Le 25 août 1777, une adjudication de trois loges supplémentaires pour les fous-furieux sont installées dans les bâtiments de derrière, avec cours et jardins donnant sur la rue Porte Neuve (de nos jours rue Henri Faisans). Opération ayant pour but de libérer de la place dans les anciens bâtiments, pour recevoir des mendiants et vagabonds. On parle ici de maison de Santé plutôt que maison de force qui sous-entend une connotation péjorative et jugée, désormais impropre ».
« En 1830, l'arrivée du docteur Cazenave chamboule l'ordre médical. Médecin de la ville, nommé à la commission de surveillance de la maison de santé, il va allier le médical et l'administration. C'est une nouvelle ère qui commence avec lui puisqu'il souhaite établir une distinction des types de folies, redéfinir le but de la maison de santé, adapter les locaux aux fous-furieux, guérir les patients « guérissables »... Toutefois, il devient célèbre assurément en 1834 quand il abandonne l'utilisation des chaînes, de la camisole, du carcan, des menottes, sur les aliénés.
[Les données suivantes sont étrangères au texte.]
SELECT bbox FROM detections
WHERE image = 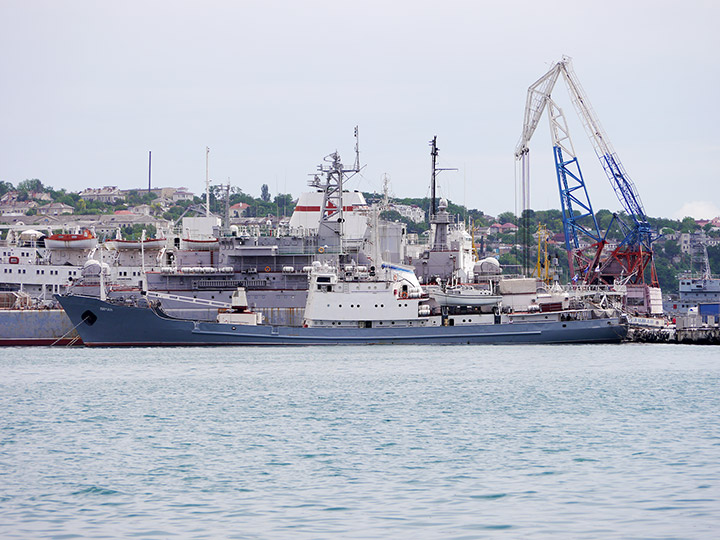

Il apparait alors comme un libérateur et est même nommé le Pinel palois. Dès lors, l'idée de concevoir un asile public, pour aliénés uniquement, arrive dans son esprit ».
La loi du 30 juin 1838 impose à chaque département l'ouverture d'un asile pour aliénés.
L’Asile public de Pau, Place Bosquet (source : Audrey Romeas). |
De l’asile à la colonie agricole.
« C'est en juillet 1865 que la première pierre de l’asile est posée sur le site avec la vaste dépendance agricole. Le déménagement de l’ancien site a lieu le 15 juin 1868. L'asile est donc créé, portant le nom d'Asile Saint-Luc (patron des médecins) ». La colonie agricole comprend 23 hectares en 1868, puis 37 hectares en 1870. Les patients « prennent le statut de « colons », car ils vivent constamment sur place. Chacun cultive des céréales, des légumes, ils font aussi de l'élevage (vaches, chevaux, porcs...), certains animaux et productions sont même vendus. La culture maraichère prend un accroissement considérable : les terres cultivées sont faites de manière à entretenir un grand nombre de bétail d'où l'usage important des engrais et du purin, permettant ainsi que l'écoulement aisé des eaux s'opère ».
Un retour à la terre pour Joseph Gaüzère, très loin de chez lui.
Les bâtiments de l’Asile Saint-Luc (source : Audrey Romeas) où vécut Joseph Gaüzère. |
Références
Audrey Romeas. L’Hôpital Saint-Luc, ancien asile d’aliénés. Histoire. 2015. dumas-01291896
Site de l'histoire de la psychiatrie : www.psychiatrie.histoire.free.fr
Mémoire d'Alain Lefèvre, La folie et son traitement à Pau au XIXe siècle (L'asile Saint-Luc de Pau), Pau, 1981.